La PA onerata ad inviare le istanze all'ente competente. Sentenza TAR Piemonte

Obbligo della Pubblica Amministrazine di inoltrare all'ente competente. Provvedimento del TAR Piemonte 25 ottobre 2013 numero 1136

La PA onerata ad inviare le istanze all'ente competente. Sentenza TAR Piemonte

Con decisione del 25 ottobre 2013 numero 1136 il TAR Piemonte, sezione Ia, ha riaffermato l'importante principio, informatore dei rapporti tra cittadino e PA, della leale collaborazione.

La vicenda riguarda l'istanza presentata da un cittadino alla Prefettura di Torino e volta ad ottenere il rilascio della licenza di porto di un fucile, licenza in precedenza revocata a seguito di diverse circostanze tra cui, segnatamente, un procedimento penale che vedeva l'istante come indagato, procedimento successivamente archiviato.

La Prefettura, nonostante il corretto deposito dell'istanza e il decorso dei termini, rimaneva silente, anche a seguito di reiterazione della stessa.

Il cittadino proponeva ricorso al TAR competente per ottenere pronuncia di accertamento dell'illegittimità della condotta tenuta dalla PA e la condanna a carico della medesima, alla luce dei fatti adotti, a provvedere al rilascio del provvedimento richiesto.

Si costituiva il Ministero dell'Interno contestando, in via pregiudiziale, la legittimità del silenzio serbato dalla Prefettura a motivo della propria carenza di competenza in ordine all'emissione del provvedimento, competenza devoluta al Questore. Assumeva, inoltre, la non fondatezza dell'istanza alla luce dei motivi enucleati dal ricorrente.

Il Collegio, con la pronuncia indicata, accoglieva, per quanto di ragione, il ricorso del cittadino affermando come costituisca un principio generale dell'ordinamento amministrativo che l'Amministrazione, qualora si ritenga ad un primo esame, non competente a dare corso alla pratica presentata da qualsiasi soggetto, debba trasmettere la stessa all'ufficio competente, sia se appartenente alla stessa Amministrazione sia a diversa Amministrazione; fornendo, ove necessario, il proprio contributo istruttorio.

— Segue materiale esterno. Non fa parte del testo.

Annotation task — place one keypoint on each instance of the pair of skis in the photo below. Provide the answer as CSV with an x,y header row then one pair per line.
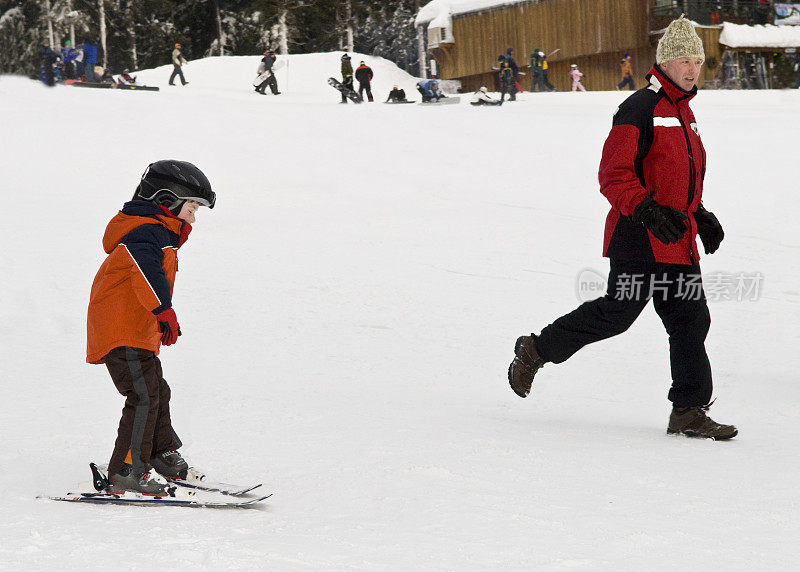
x,y
195,490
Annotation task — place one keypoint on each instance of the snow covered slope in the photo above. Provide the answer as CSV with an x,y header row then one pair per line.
x,y
303,76
349,311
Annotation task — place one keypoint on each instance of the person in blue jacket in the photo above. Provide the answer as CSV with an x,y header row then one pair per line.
x,y
89,59
510,60
429,88
68,56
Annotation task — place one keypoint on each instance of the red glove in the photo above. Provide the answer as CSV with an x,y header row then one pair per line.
x,y
170,329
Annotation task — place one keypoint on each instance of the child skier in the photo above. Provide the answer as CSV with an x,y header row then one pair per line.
x,y
576,75
131,315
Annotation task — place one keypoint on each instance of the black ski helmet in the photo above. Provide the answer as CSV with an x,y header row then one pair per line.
x,y
171,183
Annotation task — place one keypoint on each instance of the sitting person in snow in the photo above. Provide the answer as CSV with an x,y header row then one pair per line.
x,y
125,78
482,97
131,316
397,94
429,88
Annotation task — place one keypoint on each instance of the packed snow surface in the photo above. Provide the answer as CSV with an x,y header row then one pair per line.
x,y
349,310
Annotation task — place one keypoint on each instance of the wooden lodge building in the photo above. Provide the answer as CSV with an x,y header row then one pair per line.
x,y
465,37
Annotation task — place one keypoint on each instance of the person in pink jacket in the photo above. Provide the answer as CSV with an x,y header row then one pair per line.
x,y
576,75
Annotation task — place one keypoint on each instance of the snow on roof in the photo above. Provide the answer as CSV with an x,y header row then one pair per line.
x,y
768,36
437,12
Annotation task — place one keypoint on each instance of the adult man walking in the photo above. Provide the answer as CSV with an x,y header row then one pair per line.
x,y
177,65
347,75
364,77
651,171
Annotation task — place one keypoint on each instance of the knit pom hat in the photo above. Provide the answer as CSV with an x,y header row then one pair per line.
x,y
679,41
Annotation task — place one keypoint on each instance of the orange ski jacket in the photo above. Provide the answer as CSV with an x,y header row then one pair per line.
x,y
135,281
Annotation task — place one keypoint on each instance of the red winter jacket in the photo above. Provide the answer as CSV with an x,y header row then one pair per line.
x,y
654,148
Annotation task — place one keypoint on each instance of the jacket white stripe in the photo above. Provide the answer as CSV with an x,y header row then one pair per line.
x,y
143,275
666,122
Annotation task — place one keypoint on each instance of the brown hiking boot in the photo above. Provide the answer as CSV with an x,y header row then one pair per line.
x,y
694,422
525,365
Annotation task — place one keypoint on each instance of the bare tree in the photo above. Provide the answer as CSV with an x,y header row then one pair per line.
x,y
102,10
220,32
349,24
48,15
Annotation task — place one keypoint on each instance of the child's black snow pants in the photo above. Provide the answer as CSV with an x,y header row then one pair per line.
x,y
145,428
679,300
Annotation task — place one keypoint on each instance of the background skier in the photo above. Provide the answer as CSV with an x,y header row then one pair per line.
x,y
364,76
177,65
429,89
482,97
539,77
89,60
397,94
656,210
266,66
508,84
131,315
626,68
68,56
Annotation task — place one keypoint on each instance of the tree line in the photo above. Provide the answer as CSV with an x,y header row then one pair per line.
x,y
140,34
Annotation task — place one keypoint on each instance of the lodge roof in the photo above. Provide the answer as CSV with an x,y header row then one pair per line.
x,y
437,11
767,36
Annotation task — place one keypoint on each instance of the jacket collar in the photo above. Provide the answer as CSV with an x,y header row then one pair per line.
x,y
659,81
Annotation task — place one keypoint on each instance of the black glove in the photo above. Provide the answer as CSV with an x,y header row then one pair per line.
x,y
709,229
667,224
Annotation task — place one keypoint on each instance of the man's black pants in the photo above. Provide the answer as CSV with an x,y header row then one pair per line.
x,y
679,300
145,428
365,87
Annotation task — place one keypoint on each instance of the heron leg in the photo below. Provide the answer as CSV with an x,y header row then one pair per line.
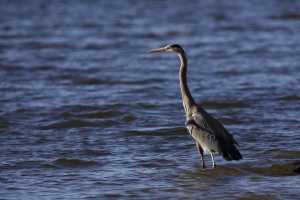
x,y
200,150
213,160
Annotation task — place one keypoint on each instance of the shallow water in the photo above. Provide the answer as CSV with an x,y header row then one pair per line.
x,y
87,113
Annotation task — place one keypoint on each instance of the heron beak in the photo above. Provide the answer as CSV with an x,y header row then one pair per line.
x,y
163,49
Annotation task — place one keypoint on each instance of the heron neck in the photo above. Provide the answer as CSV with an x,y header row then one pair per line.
x,y
187,98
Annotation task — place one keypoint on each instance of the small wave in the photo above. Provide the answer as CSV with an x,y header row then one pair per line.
x,y
290,98
285,169
78,123
288,16
157,132
224,104
67,162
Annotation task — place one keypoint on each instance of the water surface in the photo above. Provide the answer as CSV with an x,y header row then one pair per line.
x,y
87,113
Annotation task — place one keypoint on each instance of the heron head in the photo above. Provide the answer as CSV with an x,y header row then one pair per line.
x,y
169,48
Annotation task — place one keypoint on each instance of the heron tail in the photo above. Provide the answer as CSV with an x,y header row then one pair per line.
x,y
231,153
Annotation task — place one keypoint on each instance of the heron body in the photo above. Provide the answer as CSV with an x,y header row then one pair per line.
x,y
208,133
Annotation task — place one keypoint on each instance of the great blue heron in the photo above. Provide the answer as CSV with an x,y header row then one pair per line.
x,y
209,134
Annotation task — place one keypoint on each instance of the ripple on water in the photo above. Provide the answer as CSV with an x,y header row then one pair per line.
x,y
70,162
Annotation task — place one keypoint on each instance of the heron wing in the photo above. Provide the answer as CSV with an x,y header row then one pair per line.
x,y
225,140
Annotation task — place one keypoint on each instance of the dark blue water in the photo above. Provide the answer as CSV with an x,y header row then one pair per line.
x,y
87,113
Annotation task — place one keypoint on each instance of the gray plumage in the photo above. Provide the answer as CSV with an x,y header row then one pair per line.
x,y
209,134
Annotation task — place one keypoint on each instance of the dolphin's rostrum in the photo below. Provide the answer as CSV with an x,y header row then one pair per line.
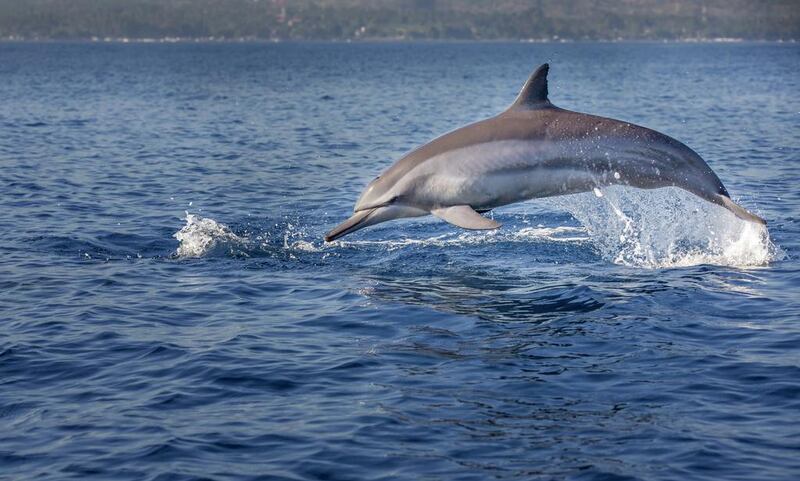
x,y
533,149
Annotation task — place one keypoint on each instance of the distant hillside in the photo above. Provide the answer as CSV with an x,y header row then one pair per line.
x,y
406,19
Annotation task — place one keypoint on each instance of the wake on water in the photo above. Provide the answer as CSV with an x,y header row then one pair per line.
x,y
630,227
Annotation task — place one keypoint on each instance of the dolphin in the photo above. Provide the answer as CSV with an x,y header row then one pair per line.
x,y
533,149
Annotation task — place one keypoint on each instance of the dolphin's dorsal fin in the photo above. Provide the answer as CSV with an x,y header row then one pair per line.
x,y
534,93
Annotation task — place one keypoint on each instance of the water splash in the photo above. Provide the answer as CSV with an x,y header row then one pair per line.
x,y
668,228
202,237
462,238
630,227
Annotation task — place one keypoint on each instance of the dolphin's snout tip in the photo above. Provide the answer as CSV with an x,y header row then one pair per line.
x,y
354,223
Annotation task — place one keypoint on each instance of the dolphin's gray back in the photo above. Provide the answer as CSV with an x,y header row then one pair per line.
x,y
596,144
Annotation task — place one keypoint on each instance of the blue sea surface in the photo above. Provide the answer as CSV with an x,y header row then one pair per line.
x,y
169,311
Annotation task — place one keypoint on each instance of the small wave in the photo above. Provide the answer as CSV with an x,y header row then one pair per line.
x,y
668,228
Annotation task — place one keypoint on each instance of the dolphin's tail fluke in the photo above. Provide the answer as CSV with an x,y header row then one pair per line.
x,y
738,210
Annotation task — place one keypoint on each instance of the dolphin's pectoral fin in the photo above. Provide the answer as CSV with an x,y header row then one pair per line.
x,y
738,210
465,217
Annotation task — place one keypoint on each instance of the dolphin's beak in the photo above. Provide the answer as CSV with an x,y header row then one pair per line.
x,y
355,222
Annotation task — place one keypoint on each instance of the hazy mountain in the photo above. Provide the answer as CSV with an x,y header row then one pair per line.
x,y
435,19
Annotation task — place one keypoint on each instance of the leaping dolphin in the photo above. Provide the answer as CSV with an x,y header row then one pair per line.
x,y
533,149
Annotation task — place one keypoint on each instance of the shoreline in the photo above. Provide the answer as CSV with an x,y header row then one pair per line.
x,y
256,40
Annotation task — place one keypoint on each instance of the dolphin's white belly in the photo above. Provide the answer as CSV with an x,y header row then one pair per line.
x,y
492,174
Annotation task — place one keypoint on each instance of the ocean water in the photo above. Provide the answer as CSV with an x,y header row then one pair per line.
x,y
168,309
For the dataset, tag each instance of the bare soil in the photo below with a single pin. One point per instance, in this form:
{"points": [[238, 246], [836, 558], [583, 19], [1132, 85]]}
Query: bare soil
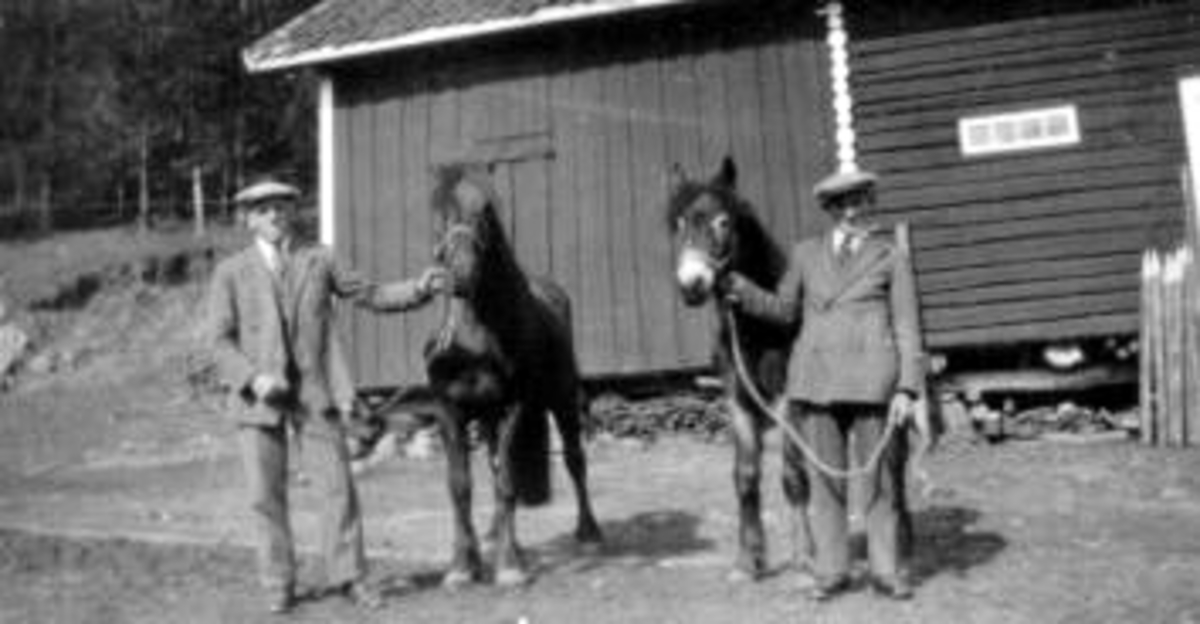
{"points": [[120, 502]]}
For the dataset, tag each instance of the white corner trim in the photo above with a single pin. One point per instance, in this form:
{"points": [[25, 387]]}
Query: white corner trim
{"points": [[325, 165], [837, 39], [454, 33], [1189, 102]]}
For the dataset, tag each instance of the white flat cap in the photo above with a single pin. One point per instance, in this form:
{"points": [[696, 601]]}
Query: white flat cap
{"points": [[844, 183], [265, 190]]}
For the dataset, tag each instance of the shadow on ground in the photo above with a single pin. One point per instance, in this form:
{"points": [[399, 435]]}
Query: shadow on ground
{"points": [[945, 543], [642, 539]]}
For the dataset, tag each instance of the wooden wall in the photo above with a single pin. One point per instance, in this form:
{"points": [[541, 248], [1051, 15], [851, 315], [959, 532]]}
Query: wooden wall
{"points": [[583, 126], [1039, 245]]}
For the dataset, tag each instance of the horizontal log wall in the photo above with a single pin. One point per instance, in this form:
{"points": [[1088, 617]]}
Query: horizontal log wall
{"points": [[1036, 245], [585, 132]]}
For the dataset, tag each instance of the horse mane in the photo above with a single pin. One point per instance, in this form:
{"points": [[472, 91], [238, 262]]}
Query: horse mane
{"points": [[501, 277]]}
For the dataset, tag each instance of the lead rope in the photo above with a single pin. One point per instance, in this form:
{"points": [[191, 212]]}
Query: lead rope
{"points": [[792, 435]]}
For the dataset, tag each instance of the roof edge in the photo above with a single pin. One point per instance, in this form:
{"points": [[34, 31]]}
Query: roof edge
{"points": [[453, 33]]}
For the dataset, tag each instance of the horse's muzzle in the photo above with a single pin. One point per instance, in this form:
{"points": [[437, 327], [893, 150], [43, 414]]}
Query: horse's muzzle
{"points": [[695, 276]]}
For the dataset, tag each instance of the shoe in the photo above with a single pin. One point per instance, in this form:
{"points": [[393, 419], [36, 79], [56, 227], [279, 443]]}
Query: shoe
{"points": [[897, 588], [363, 595], [825, 591], [281, 601]]}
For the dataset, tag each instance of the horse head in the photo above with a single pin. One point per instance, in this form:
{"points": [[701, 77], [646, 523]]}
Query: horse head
{"points": [[471, 241], [705, 217]]}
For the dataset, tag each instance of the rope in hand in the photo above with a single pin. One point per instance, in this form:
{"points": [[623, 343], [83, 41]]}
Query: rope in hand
{"points": [[809, 453]]}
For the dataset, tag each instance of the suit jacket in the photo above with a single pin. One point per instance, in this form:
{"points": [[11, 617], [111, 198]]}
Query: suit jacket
{"points": [[861, 336], [283, 325]]}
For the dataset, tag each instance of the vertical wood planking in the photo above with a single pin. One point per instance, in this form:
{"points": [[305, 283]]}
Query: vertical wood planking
{"points": [[414, 177], [747, 132], [714, 118], [809, 131], [781, 171], [681, 105], [618, 208], [531, 183], [595, 316], [564, 201], [652, 244], [390, 232], [361, 181], [444, 144], [345, 232]]}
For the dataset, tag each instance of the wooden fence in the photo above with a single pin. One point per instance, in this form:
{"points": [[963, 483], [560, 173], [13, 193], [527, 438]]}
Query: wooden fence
{"points": [[1170, 339]]}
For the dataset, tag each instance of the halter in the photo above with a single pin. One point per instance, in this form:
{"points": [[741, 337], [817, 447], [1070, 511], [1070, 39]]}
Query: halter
{"points": [[801, 443], [456, 231]]}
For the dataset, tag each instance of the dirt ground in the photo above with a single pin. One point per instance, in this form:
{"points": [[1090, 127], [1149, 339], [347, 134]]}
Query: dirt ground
{"points": [[1033, 532], [120, 502]]}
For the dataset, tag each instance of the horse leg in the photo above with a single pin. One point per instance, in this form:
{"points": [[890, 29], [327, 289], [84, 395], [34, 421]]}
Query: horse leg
{"points": [[567, 415], [466, 563], [796, 491], [751, 556], [509, 568]]}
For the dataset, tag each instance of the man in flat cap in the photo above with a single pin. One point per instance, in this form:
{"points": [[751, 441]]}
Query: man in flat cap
{"points": [[270, 316], [855, 370]]}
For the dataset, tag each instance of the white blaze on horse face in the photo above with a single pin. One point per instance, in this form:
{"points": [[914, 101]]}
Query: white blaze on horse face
{"points": [[695, 271]]}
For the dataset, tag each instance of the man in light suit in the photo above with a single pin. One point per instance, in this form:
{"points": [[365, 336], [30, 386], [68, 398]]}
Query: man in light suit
{"points": [[855, 366], [270, 316]]}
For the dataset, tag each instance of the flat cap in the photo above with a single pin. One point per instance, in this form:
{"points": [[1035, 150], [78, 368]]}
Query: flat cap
{"points": [[265, 190], [844, 183]]}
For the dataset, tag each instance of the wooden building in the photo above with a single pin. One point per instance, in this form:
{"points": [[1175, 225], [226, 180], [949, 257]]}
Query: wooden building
{"points": [[1038, 239], [583, 105]]}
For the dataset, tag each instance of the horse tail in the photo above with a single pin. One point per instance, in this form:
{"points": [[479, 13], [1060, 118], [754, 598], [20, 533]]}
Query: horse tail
{"points": [[531, 459]]}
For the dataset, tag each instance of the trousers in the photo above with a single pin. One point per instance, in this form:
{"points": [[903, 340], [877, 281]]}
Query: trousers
{"points": [[835, 432], [265, 451]]}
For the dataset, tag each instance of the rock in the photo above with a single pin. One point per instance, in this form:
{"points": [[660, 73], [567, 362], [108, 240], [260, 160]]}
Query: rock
{"points": [[424, 445], [41, 364], [13, 343]]}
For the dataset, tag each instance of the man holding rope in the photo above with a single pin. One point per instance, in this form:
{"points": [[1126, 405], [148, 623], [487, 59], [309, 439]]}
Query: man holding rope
{"points": [[853, 377], [270, 318]]}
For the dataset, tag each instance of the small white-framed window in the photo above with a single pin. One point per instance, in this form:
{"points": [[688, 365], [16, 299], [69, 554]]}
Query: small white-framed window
{"points": [[1019, 131]]}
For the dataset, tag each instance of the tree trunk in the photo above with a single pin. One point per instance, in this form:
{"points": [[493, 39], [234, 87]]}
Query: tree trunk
{"points": [[144, 181], [45, 208], [198, 201]]}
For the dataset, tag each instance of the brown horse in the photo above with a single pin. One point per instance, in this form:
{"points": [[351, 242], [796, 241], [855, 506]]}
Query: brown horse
{"points": [[503, 359], [718, 232]]}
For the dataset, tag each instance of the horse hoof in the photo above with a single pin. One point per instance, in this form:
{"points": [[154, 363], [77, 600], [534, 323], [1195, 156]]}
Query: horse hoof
{"points": [[591, 547], [511, 577], [741, 576], [804, 580], [457, 579]]}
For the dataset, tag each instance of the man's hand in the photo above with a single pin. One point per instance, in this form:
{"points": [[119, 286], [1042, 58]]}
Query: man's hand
{"points": [[268, 387], [901, 408], [433, 280], [729, 287]]}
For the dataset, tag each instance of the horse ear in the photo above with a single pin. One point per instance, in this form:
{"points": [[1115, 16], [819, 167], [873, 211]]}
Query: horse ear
{"points": [[676, 178], [727, 175]]}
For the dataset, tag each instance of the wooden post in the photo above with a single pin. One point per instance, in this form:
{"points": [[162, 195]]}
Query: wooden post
{"points": [[1147, 378], [1173, 342], [1158, 353], [198, 199], [1192, 319]]}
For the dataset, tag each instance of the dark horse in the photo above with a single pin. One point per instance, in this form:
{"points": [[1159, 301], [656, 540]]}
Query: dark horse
{"points": [[718, 232], [503, 359]]}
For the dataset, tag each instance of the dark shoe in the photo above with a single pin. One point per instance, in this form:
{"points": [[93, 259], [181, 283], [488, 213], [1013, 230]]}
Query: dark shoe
{"points": [[825, 591], [281, 601], [897, 588], [363, 595]]}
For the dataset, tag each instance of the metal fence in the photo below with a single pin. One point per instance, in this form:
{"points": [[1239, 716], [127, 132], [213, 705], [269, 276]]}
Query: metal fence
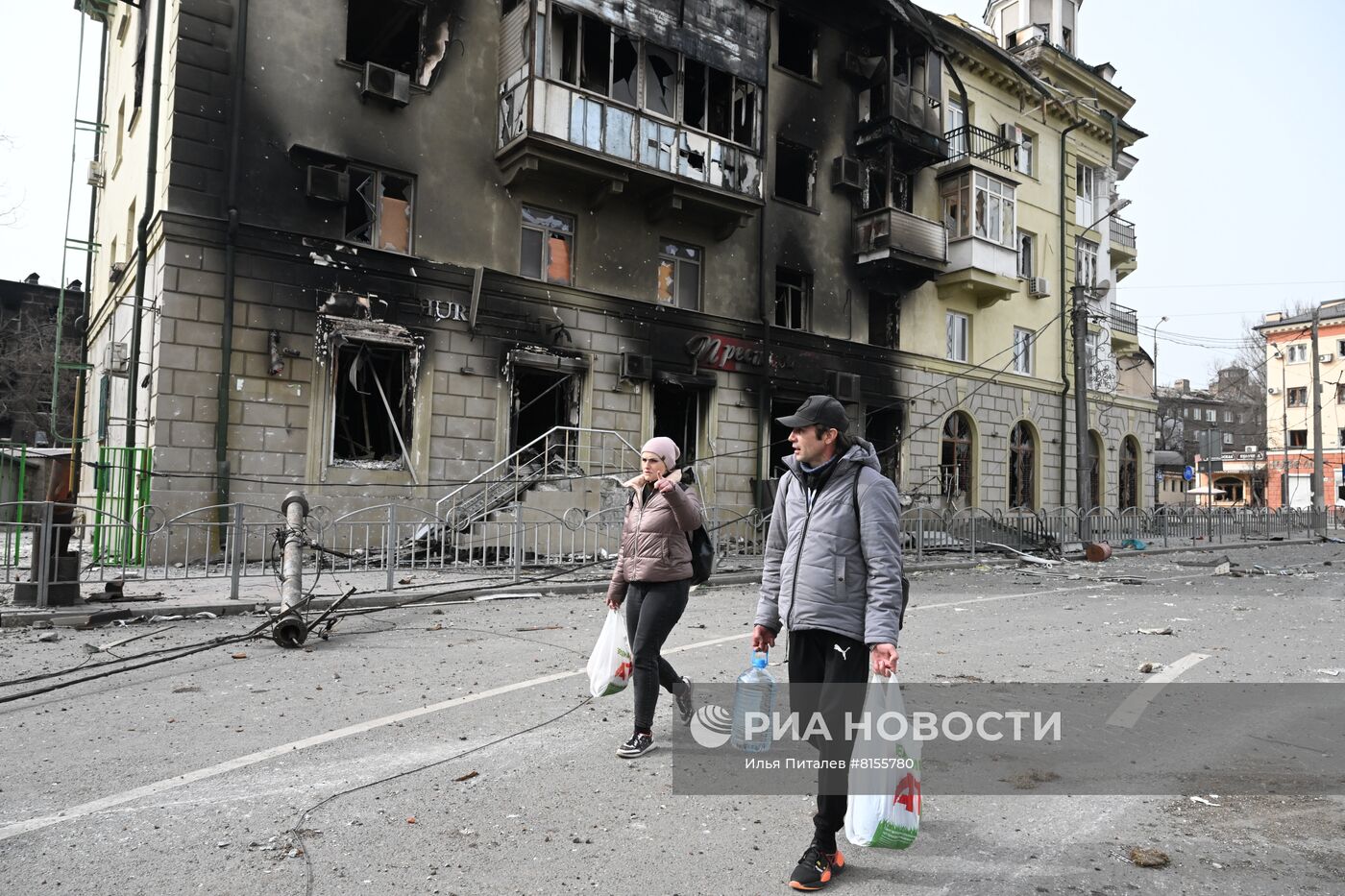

Detto principio, come afferma il Collegio, trova espresso riferimento normativo in materia di ricorsi gerarchici ma, come sancito dalla giurisprudenza , sarebbe applicabile ad ogni istanza presentata alla PA.

Inoltre, il principio esposto sarebbe espressione dei canoni di buona amministrazione e di leale collaborazione col cittadino, canoni di matrice costituzionale; di guisa che, come nella fattispecie, ove l'amministrazione ricevente al di là di eventuali errori di carattere formale contenuti nell'istanza, individui l'interesse sostanziale perseguito, non potrà restare in silenzio bensì dovrà riqualificare la domanda, provvedere ove competente su questione connessa e prodromica e, in caso di favorevole accoglimento della questione, farne trasmissione all'Organo (la Questura) competente per le ulteriori decisioni del caso.

Il Collegio, tuttavia, nel merito, a cagione della discrezionalità amministrativa insita nella decisione dell'istanza, ha ritenuto di non poter accertare la fondatezza della medesima sostituendosi all'amministrazione.

Si tratta di una pronuncia che porta alla luce uno dei principi fondamentali del procedimento amministrativo e che informa non soltanto le categorie dei ricorsi interni o gerarchici bensì ogni istanza comunque diretta ad ottenere un provvedimento dalla PA.

Si comprende come il silenzio tenuto, anche dopo la reiterazione, da parte della Prefettura non possa che essere qualificato come contrario allo spirito della legge 241 del 1990 e s.m.i., legge che ha, soprattutto a partire dalla riforma del 2005, equilibrato i rapporti tra cittadino e amministrazione, rapporti che debbono essere informati a criteri di buona fede, correttezza, imparzialità, trasparenza, economicità. Il cittadino non potrà mai essere danneggiato da una condotta non leale della PA, soprattutto quando la stessa possa chiaramente individuare la volontà del richiedente al di là di ogni formalità o errore anche di competenza. Lo impone, se possiamo aggiungere, il principio di buon andamento del sistema amministrativo, principio del quale, secondo la dottrina, gli altri principi appena evidenziati non costituiscono altro che una declinazione specifica.